On the return trip, I decided I’d try it without GPS. I mean I was headed home, after all. I’m happy to report that I made it without one instance of having to turn around! I carefully watched for buildings I’d passed on the trek in. I remembered turns I’d had to make. I even chose a different route once I knew my bearings were 100% on-track, and I made it all the way home with no digital assistance. I decided I’d even stop for gas (before I got to the quarter-tank mark that my husband always tells me not to go below). I usually wait until someone is with me because, again … I just don’t love doing things on my own. I pulled into the gas station, filled up the tank and headed on home. Still zero turnarounds. I made it all the way from Flatwoods to Cannonsburg unassisted! Did I go the best route? The fastest route? The path with the least construction or roadblocks? The one that would make most sense to Ashland-natives or the digitized GPS lady inside my car? Not even close. But I think that was exactly the point of the journey.

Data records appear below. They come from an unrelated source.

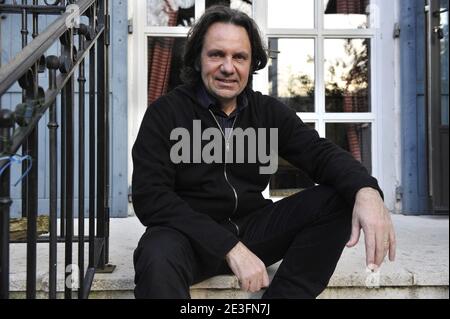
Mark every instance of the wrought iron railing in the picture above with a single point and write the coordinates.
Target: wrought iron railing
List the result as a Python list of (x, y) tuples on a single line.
[(19, 133)]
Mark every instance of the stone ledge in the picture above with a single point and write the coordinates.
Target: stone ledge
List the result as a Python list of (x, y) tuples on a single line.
[(422, 263)]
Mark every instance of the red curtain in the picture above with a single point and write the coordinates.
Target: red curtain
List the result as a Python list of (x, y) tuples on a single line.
[(159, 60)]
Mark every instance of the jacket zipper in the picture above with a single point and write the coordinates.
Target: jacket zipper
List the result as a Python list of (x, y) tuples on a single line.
[(227, 147)]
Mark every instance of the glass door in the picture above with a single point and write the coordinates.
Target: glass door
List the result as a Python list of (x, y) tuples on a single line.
[(438, 104)]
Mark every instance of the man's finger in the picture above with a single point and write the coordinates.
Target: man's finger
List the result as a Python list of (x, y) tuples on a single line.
[(382, 245), (356, 231), (266, 280), (370, 248), (392, 244)]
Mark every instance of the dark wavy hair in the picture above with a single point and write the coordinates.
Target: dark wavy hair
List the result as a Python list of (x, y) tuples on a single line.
[(190, 72)]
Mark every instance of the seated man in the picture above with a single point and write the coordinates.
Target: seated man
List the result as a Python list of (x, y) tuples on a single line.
[(204, 210)]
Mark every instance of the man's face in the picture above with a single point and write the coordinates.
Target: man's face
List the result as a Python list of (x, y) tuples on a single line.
[(226, 61)]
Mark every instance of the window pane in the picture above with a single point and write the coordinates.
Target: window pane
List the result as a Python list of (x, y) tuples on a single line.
[(355, 138), (346, 14), (241, 5), (164, 64), (289, 179), (291, 72), (170, 13), (347, 75), (291, 14)]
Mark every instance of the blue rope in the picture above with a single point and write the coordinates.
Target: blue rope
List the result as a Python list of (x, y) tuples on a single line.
[(18, 160)]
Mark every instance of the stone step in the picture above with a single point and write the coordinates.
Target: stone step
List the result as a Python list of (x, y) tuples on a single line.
[(421, 269)]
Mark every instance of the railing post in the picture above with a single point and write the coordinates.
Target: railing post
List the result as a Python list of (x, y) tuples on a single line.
[(6, 125), (53, 65)]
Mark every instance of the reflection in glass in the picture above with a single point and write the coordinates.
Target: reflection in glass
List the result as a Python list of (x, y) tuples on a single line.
[(354, 138), (241, 5), (291, 14), (347, 76), (289, 179), (291, 72), (346, 14), (170, 13), (444, 64), (164, 65)]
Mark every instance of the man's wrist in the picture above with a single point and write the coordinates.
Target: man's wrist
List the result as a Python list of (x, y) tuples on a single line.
[(367, 191)]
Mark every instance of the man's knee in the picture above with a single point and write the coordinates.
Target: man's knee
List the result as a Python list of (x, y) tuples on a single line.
[(163, 254)]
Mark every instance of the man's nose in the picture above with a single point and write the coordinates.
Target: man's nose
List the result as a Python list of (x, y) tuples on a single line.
[(227, 66)]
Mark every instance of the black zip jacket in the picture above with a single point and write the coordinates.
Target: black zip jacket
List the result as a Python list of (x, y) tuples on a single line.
[(195, 198)]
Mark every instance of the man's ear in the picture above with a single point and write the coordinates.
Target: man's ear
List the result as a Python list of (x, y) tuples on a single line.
[(197, 65)]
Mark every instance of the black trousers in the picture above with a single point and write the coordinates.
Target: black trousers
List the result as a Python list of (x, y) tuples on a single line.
[(308, 231)]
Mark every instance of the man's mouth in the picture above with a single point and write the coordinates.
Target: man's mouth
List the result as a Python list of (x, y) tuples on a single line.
[(226, 81)]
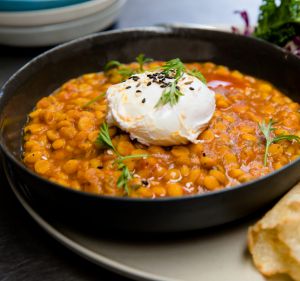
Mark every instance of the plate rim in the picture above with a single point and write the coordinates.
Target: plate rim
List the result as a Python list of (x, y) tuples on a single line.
[(77, 248)]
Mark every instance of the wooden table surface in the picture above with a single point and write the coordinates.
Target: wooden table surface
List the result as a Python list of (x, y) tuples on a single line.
[(26, 251)]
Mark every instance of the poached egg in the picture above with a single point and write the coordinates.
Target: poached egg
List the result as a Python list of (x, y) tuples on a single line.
[(132, 106)]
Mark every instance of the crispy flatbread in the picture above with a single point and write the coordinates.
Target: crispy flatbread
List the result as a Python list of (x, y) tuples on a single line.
[(274, 241)]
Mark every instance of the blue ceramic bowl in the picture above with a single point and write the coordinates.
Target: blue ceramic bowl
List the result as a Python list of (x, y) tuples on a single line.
[(32, 5)]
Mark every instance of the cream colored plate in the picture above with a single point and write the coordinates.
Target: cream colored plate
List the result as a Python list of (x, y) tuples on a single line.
[(218, 254)]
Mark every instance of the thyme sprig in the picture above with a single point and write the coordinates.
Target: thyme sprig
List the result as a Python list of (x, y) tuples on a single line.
[(126, 71), (92, 101), (142, 60), (266, 129), (196, 73), (104, 140), (170, 95)]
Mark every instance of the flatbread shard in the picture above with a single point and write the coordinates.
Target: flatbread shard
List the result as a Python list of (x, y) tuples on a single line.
[(274, 241)]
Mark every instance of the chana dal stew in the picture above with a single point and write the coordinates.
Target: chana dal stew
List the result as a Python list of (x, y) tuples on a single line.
[(255, 130)]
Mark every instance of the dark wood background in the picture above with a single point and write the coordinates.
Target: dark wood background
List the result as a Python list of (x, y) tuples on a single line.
[(26, 251)]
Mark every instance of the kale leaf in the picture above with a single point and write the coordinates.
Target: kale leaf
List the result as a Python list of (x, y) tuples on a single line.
[(278, 23)]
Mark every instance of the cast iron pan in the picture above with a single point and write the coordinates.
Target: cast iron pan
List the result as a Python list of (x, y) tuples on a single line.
[(47, 72)]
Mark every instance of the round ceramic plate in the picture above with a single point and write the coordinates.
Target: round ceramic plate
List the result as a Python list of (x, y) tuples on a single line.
[(57, 33), (210, 255), (52, 16)]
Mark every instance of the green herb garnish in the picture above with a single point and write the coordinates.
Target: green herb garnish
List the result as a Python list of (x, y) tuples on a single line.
[(125, 71), (266, 129), (93, 100), (278, 23), (173, 68), (111, 64), (104, 140), (141, 60)]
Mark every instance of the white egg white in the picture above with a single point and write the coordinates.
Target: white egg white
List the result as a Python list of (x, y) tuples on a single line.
[(132, 108)]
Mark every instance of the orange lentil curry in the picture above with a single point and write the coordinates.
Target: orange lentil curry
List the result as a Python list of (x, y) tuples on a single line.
[(59, 138)]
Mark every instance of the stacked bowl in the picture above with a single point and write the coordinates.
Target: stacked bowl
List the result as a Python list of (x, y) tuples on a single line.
[(33, 23)]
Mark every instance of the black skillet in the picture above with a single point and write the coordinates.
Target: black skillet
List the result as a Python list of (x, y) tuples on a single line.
[(47, 72)]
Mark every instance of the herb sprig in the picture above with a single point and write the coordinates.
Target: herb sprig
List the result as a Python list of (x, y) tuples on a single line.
[(196, 73), (104, 140), (126, 71), (266, 129)]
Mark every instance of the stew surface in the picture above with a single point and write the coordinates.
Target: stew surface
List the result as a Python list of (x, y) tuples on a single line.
[(59, 139)]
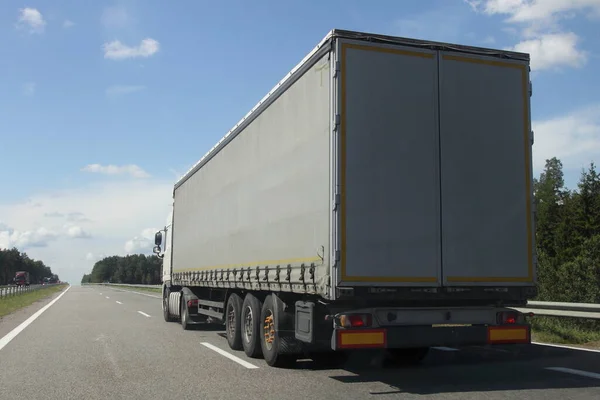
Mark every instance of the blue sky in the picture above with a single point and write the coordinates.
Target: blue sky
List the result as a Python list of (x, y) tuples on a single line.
[(105, 104)]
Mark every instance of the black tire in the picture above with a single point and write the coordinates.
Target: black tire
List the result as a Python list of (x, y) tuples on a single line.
[(185, 315), (251, 326), (411, 356), (166, 315), (272, 350), (233, 322)]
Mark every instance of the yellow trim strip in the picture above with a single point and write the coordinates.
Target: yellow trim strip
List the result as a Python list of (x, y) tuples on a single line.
[(359, 338), (343, 133), (253, 264), (526, 145)]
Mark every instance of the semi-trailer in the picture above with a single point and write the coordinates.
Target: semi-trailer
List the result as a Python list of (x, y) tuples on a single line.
[(379, 197)]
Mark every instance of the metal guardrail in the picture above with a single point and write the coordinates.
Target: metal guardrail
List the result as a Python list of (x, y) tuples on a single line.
[(541, 308), (14, 290), (557, 309)]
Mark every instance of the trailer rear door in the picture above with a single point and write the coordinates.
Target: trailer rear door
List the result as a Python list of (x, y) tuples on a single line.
[(485, 136), (389, 211)]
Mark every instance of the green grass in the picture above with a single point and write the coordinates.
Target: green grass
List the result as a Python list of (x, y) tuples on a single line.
[(573, 331), (13, 303)]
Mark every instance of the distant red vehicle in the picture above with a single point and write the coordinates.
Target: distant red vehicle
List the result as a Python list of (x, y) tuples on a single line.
[(22, 278)]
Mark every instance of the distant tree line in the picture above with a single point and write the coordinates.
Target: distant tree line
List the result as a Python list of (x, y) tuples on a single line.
[(568, 235), (132, 269), (11, 261)]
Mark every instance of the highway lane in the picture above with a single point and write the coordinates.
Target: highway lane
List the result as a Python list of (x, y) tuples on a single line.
[(89, 346)]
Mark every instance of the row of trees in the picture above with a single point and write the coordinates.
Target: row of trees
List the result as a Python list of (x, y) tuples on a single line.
[(132, 269), (568, 235), (568, 248), (11, 261)]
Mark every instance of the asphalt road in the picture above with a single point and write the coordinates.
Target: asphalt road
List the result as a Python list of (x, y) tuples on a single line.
[(103, 343)]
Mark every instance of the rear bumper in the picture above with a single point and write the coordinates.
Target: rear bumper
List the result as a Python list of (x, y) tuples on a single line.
[(427, 336)]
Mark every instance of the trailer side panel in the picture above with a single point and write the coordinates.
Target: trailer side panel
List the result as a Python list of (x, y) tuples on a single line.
[(264, 199)]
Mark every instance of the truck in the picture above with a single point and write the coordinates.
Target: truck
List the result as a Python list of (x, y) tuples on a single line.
[(21, 278), (378, 197)]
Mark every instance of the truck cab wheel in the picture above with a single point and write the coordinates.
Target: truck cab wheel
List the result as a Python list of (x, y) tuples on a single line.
[(251, 326), (233, 322)]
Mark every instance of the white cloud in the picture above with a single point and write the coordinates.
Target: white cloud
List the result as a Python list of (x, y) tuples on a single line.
[(39, 237), (29, 89), (142, 243), (573, 138), (116, 50), (76, 232), (131, 170), (553, 50), (117, 90), (529, 11), (543, 38), (116, 211), (31, 19), (442, 23)]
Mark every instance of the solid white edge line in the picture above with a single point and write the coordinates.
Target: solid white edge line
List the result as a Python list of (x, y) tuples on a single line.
[(132, 291), (12, 334), (575, 372), (230, 356), (443, 348), (560, 346)]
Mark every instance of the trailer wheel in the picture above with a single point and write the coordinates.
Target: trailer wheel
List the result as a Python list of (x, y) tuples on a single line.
[(251, 326), (233, 322), (166, 315), (185, 316), (272, 344)]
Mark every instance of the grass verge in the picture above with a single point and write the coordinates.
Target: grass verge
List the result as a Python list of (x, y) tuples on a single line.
[(570, 331), (11, 304)]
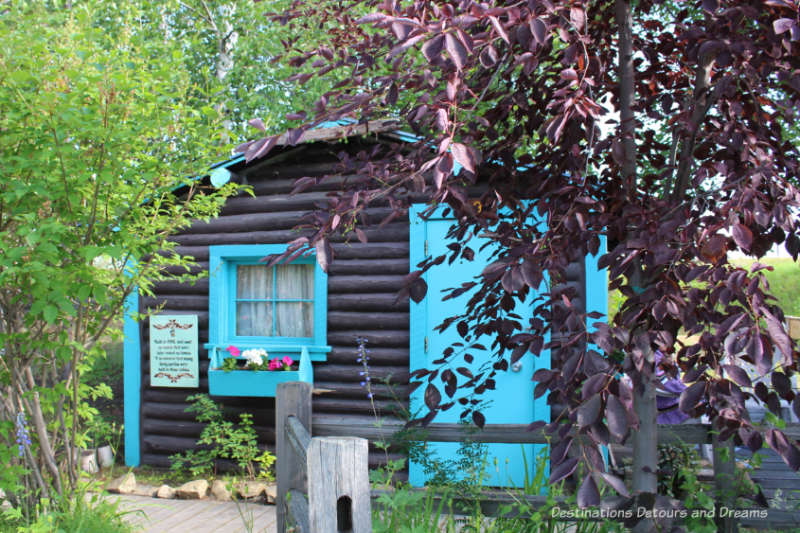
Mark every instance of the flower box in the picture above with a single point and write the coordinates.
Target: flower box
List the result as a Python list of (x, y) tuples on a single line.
[(254, 383)]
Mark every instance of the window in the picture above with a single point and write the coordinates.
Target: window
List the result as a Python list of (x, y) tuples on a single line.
[(253, 305)]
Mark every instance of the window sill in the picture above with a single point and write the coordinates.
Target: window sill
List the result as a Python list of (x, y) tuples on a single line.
[(252, 383), (316, 353)]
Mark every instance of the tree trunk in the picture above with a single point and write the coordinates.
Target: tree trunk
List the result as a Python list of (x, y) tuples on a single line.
[(644, 440)]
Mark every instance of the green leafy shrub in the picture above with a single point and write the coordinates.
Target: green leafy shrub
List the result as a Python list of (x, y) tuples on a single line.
[(223, 439)]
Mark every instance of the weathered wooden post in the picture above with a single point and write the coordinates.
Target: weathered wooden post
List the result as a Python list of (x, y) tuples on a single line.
[(725, 483), (338, 485), (291, 399)]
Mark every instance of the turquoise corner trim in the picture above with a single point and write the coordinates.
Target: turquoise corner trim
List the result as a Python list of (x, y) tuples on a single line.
[(132, 376), (256, 384), (597, 284)]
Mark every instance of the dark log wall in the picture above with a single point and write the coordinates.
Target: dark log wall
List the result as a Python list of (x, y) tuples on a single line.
[(363, 283), (362, 286)]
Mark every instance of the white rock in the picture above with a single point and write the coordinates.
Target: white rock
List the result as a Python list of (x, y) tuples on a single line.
[(193, 490), (122, 485), (220, 490), (251, 489)]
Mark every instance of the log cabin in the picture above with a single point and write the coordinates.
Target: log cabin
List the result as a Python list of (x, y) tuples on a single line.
[(312, 316)]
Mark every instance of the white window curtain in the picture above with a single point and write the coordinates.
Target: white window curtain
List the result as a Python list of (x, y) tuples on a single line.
[(295, 319), (257, 299), (254, 282)]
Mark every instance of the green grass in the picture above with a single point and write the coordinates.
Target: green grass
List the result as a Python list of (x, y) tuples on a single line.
[(784, 283)]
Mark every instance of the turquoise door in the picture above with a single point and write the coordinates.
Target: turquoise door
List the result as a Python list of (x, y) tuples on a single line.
[(512, 400)]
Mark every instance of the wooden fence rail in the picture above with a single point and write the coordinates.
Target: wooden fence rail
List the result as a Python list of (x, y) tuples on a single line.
[(335, 467), (323, 482)]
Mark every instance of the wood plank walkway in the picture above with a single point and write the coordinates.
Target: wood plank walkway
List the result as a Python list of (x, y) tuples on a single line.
[(154, 515)]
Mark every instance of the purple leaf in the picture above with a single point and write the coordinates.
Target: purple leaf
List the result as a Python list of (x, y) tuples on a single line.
[(300, 115), (616, 483), (257, 123), (578, 17), (778, 335), (782, 25), (743, 236), (563, 470), (499, 28), (456, 50), (588, 495), (432, 49), (738, 375), (560, 450), (616, 417), (539, 30), (691, 396), (418, 289), (432, 397)]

   I remember from my middle school math days that “the shortest distance between two points is a straight line.” Ms. Hornbeck and Mrs. McDowell made sure we understood and could apply that theorem to things like not taking Roberts Dr. to go from Cannonsburg to Flatwoods. I “get it” in my mind. I know that there’s a line that is best to drive when trying to get to a T-shirt shop. There is a line of thinking that makes the most sense when trying to convince someone of something. There’s a line between right and wrong. Far too often I seem to get in my head that maybe my idea is OK, or I let some other outside force sway my thinking or my actions. I don’t follow the lines that I know exist when it comes to living life the way Jesus would have me to … and there are lots of little ways that those things creep into our lives.

It’s rarely big things we jump straight into when getting out of the lines that our loving Heavenly Father has set for us. We’re human, though, and can be so easily led out of line if we don’t keep our eyes focused — if we don’t study His Word, worship Him, and chat with and listen to Him regularly through prayer. Our paths can get crossed up, and our way can be turned about. We can so easily slip outside of what He has intended for our lives if we choose to go our own way and meander a path that isn’t His.

While the shortest distance between two points is for sure, 100% of the time, a straight line, this time around something else happened behind the scenes of this longer-than-necessary journey to Flatwoods. I got to hear a new song I’d never heard before — one that ended just as I pulled into the driveway at the end of taking the long way home. Not coincidentally, this song was about A LINE. Not in the sense of driving the straightest, most direct path home, but about aligning our thinking with God’s. It ended each chorus with “Teach me to align.” His ideas are always better than ours, and His will is always what we should seek. Isaiah 55:9 says it best: “… So are my ways higher than your ways and my thoughts than your thoughts.” I didn’t mind my GPS, but I’ll strive to ALIGN myself to the idea that GPS: God’s Pathway is Superior. Keep teaching me to align myself to you. Your path is always best. I know I must frequently engage with this technology in the future (and am so thankful that it exists) but I also know that every time I program an address, I’ll be whispering a prayer that my journey is in proper alignment in ways far beyond the route I take to get where I’m going. Teach me to align.